J’invite d’ailleurs nos compagnons à appuyer le projet avec leur prière et à m’envoyer leurs suggestions pour le rayonnement de la présence des jésuites au centre-ville de Montréal.

Quelle est votre plus grande consolation dans ce processus?

Ma consolation est l’énergie et le dévouement des gens impliqués dans le processus. Il y a beaucoup de personnes qui croient en ce projet, qui ont confiance et qui veulent y contribuer. Ça me donne beaucoup de consolation, car ce n’est pas un travail que je fais seul, mais avec plusieurs autres collaborateurs impliqués et engagés. Je coordonne, mais le travail est celui d’un grand groupe très impliqué.

Et comment comptez-vous revitaliser la présence du Gesù, d’une église, dans une société sécularisée?

Il faut établir des relations avec les personnes qui vivent à Montréal, notamment les universitaires, et déterminer avec elles quels sont leurs besoins, ce qu’elles veulent recevoir d’un endroit dédié à la formation personnelle des personnes de Montréal selon la perspective de l’histoire, de la tradition et de la manière de procéder de la Compagnie de Jésus. On a ainsi la tradition du théâtre, des arts et de la culture, des Exercices spirituels, d’éducation, d’implication dans le travail social et pour la justice.

Nous pouvons offrir par exemple des sessions sur la vie personnelle, pas nécessairement de manière religieuse, mais spirituelle: le respect pour le silence, pour la transcendance qui existe dans l’expérience humaine. On peut explorer la connexion avec cette expérience transcendantale dans la vie d’un individu. Que pouvons-nous offrir de notre tradition d’éducation, ancrée ici même au Gesù d’ailleurs? On peut penser à une formation de la personne entière; une formation morale dédiée au service des pauvres, des marginalisés; une éducation qui est dirigée vers l’enrichissement de la société humaine.

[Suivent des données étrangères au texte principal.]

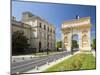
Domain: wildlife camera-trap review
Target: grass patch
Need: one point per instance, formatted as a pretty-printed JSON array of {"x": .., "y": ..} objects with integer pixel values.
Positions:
[{"x": 81, "y": 61}]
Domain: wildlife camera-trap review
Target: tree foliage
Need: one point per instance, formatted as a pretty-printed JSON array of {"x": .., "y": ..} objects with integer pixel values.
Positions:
[
  {"x": 74, "y": 44},
  {"x": 94, "y": 44},
  {"x": 59, "y": 44},
  {"x": 19, "y": 43}
]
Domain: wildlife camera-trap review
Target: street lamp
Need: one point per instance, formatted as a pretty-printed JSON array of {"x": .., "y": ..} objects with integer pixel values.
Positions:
[
  {"x": 72, "y": 41},
  {"x": 47, "y": 40}
]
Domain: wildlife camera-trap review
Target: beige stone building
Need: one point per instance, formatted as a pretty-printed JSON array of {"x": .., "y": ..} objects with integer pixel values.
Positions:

Ils veulent avoir l’opportunité d’expérimenter personnellement ce niveau d’expérience qui touche la vie spirituelle. Les jeunes adultes cherchent quelque chose qui donne de la signification à leur vie et ils savent bien que les choses matérielles ne les servent pas bien, il faut quelque chose de plus significatif. On veut avancer peu à peu sans pression, sans force, sans demande… et on peut imaginer que leur désir va s’approfondir et qu’ils pourraient voir dans la tradition religieuse — distincte de la tradition spirituelle — quelques réponses importantes à leurs besoins et leurs désirs. Le désir de communauté par exemple, une communauté qui partage la foi, la célébration de l’existence de Dieu et l’amour de Dieu dans la vie humaine. Mais au début, ils cherchent quelque chose de moins défini, moins religieux. On peut alors offrir une expérience de communauté comme en méditation, en conversation, qui va les faire avancer peu à peu vers la réalisation que cette communauté peut célébrer ensemble l’existence de Dieu. Ça, c’est notre espoir.